Princess Pingyang had always been known for her quick intelligence and keen mind. She had never relied on a soft and fragile manner or a beautiful face to win favor from anyone. Words like weak and pitiable had never been associated with her.
Seeing her like this now, one realized for the first time how thin she actually was — and with this sudden display of fragility, she seemed all the more worthy of pity.
By comparison, the Shen Xiao standing beside her looked all the more monstrous.
To unleash soldiers and seize grain, to humiliate a princess — how utterly unconscionable!
Emperor Zhengyuan sat behind the desk in the hall, revealing nothing of what lay within. Yet when he saw Li Shu limping and lurching with such difficulty, a father’s tenderness did surface — and he specifically granted her a stool to sit on.
Li Shu curtseyed and then said nothing. She sat on the round stool, her leg swathed in layer upon layer of bandaging. Eyes cast down, she looked ever more the picture of pathos.

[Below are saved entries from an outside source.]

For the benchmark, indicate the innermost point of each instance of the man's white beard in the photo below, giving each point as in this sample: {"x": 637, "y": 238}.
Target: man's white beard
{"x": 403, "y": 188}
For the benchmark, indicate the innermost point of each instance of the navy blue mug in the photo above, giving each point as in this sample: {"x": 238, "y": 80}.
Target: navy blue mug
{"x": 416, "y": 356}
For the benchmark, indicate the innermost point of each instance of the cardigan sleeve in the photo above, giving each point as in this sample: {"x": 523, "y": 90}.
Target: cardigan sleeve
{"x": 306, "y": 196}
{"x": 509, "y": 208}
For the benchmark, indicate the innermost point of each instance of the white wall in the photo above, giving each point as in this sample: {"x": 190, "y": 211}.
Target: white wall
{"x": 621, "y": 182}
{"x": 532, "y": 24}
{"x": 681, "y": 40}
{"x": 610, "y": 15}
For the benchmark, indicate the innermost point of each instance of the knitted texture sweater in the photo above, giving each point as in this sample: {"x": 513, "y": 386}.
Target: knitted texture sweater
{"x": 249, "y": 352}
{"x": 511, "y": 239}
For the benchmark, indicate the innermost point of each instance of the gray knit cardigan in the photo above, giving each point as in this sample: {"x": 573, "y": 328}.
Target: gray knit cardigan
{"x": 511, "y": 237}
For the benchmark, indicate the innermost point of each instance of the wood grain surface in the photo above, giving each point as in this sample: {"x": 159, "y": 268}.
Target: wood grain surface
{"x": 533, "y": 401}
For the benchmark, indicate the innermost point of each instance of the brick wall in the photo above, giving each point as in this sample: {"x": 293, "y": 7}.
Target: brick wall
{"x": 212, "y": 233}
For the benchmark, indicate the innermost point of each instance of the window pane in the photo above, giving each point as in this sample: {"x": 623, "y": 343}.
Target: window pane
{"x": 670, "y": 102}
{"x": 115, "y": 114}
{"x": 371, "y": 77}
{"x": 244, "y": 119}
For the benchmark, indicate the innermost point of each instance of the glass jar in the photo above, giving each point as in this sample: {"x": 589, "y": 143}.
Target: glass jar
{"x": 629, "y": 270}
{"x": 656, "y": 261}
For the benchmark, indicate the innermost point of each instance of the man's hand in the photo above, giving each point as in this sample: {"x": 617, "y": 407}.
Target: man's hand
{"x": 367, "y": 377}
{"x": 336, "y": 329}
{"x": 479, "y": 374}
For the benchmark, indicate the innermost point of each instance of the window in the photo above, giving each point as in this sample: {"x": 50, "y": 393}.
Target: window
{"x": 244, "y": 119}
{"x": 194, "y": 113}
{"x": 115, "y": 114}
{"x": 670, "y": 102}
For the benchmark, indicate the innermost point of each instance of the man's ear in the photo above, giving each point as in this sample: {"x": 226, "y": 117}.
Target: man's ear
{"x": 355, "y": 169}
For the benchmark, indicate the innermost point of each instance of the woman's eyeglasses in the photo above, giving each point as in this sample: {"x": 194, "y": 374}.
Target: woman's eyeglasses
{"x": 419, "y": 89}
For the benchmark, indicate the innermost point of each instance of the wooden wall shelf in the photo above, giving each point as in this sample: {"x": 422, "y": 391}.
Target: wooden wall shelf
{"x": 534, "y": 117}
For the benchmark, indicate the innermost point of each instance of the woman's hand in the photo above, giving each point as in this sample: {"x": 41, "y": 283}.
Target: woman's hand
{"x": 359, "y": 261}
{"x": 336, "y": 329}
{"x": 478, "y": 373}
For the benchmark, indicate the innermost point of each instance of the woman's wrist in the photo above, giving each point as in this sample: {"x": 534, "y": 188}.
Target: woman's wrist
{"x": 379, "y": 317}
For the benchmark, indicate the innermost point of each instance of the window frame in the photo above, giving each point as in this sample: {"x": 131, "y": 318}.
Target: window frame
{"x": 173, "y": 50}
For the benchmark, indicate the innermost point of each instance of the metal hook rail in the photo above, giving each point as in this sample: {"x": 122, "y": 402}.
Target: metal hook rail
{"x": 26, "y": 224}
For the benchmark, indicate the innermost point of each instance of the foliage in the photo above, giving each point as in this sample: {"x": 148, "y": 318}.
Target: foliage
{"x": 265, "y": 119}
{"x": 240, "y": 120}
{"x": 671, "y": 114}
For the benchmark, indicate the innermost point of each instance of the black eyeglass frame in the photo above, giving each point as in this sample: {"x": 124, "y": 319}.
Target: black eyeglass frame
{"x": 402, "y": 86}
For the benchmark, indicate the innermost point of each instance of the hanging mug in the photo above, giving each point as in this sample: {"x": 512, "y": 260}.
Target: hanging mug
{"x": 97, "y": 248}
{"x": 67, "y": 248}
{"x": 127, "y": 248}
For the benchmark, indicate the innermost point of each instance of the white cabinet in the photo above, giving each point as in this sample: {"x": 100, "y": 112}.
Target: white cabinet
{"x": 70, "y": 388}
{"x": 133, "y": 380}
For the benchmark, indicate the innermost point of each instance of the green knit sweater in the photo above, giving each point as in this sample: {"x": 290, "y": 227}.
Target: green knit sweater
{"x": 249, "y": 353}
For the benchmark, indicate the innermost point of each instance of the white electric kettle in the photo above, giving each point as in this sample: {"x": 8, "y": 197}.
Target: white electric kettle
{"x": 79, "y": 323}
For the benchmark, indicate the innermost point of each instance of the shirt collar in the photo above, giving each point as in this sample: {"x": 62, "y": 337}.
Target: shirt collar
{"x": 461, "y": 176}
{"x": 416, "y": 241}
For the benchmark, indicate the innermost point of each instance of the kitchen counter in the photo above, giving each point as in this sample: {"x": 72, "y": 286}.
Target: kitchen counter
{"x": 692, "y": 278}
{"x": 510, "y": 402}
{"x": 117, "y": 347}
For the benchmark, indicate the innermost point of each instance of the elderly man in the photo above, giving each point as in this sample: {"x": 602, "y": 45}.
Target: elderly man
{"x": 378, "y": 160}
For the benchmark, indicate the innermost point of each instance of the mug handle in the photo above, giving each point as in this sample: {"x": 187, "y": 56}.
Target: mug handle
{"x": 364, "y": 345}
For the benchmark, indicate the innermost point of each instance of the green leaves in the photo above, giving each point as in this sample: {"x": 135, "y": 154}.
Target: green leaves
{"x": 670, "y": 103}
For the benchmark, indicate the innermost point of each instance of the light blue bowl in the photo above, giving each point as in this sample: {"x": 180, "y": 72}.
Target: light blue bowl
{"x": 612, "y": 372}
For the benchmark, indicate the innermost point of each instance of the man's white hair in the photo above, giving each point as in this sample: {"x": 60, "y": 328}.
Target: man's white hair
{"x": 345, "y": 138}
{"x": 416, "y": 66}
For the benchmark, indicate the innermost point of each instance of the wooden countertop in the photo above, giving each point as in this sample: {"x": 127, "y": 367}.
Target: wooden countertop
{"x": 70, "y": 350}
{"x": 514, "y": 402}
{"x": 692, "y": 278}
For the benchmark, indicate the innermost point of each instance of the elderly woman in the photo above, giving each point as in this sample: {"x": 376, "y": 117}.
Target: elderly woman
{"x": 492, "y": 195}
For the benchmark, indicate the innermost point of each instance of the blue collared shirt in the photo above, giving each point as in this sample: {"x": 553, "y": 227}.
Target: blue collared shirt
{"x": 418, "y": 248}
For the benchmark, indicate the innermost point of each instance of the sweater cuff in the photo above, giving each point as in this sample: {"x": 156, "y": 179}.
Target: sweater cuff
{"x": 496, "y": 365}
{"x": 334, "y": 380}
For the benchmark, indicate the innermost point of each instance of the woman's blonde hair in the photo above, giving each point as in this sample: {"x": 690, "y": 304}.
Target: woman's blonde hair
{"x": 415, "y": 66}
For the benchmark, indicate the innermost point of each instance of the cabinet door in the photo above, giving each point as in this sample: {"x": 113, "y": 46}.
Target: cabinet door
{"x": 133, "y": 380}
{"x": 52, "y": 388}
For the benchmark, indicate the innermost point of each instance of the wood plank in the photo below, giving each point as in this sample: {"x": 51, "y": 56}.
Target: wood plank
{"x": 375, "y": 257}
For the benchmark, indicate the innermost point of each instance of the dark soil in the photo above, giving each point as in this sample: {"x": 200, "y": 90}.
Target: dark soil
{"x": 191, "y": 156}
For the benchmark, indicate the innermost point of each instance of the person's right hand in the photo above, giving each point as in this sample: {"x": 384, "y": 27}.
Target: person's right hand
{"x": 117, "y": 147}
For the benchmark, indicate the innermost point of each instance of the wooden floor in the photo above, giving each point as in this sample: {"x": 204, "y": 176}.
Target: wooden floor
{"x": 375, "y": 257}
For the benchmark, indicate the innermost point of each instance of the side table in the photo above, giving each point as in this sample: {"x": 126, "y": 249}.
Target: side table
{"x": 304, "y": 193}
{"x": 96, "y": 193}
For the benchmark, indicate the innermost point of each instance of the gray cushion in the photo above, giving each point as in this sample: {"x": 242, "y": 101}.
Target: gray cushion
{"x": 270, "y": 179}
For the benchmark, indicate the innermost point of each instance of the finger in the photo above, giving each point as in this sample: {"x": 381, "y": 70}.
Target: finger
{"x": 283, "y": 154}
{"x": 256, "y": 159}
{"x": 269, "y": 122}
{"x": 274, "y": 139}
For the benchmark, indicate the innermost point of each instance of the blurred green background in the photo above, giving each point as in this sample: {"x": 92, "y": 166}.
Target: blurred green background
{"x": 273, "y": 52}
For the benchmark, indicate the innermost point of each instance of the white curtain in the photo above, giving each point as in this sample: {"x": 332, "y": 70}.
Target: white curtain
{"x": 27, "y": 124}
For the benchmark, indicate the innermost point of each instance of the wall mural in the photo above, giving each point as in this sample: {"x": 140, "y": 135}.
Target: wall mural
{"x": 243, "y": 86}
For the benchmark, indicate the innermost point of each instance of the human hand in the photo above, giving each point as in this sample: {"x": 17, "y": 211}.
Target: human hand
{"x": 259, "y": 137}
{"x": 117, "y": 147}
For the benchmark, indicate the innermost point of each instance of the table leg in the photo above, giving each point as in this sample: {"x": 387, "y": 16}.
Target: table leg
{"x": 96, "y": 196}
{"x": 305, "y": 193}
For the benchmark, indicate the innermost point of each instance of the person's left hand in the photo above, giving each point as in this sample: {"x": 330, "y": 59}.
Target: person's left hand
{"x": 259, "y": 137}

Shen Xiao knelt and performed the full formal bow, then presented his memorial with both hands. Liu Cou hurried to receive it and placed it on the desk.
Emperor Zhengyuan’s eyes swept over it, then settled on Shen Xiao. He did not bid him rise, but said, “Shen Xiao, do you know why We have summoned you today?”
Shen Xiao knelt bolt upright. Even in his gray changpao, something unyielding and haughty seemed to radiate through it. “This official knows. It is because last night this official levied thirty thousand shi of grain from Princess Pingyang.”
The words had barely fallen when Cui Jinzhi let out a cold, scornful laugh. “Levied? Lord Shen has quite the way with words. You outright pillaged it.”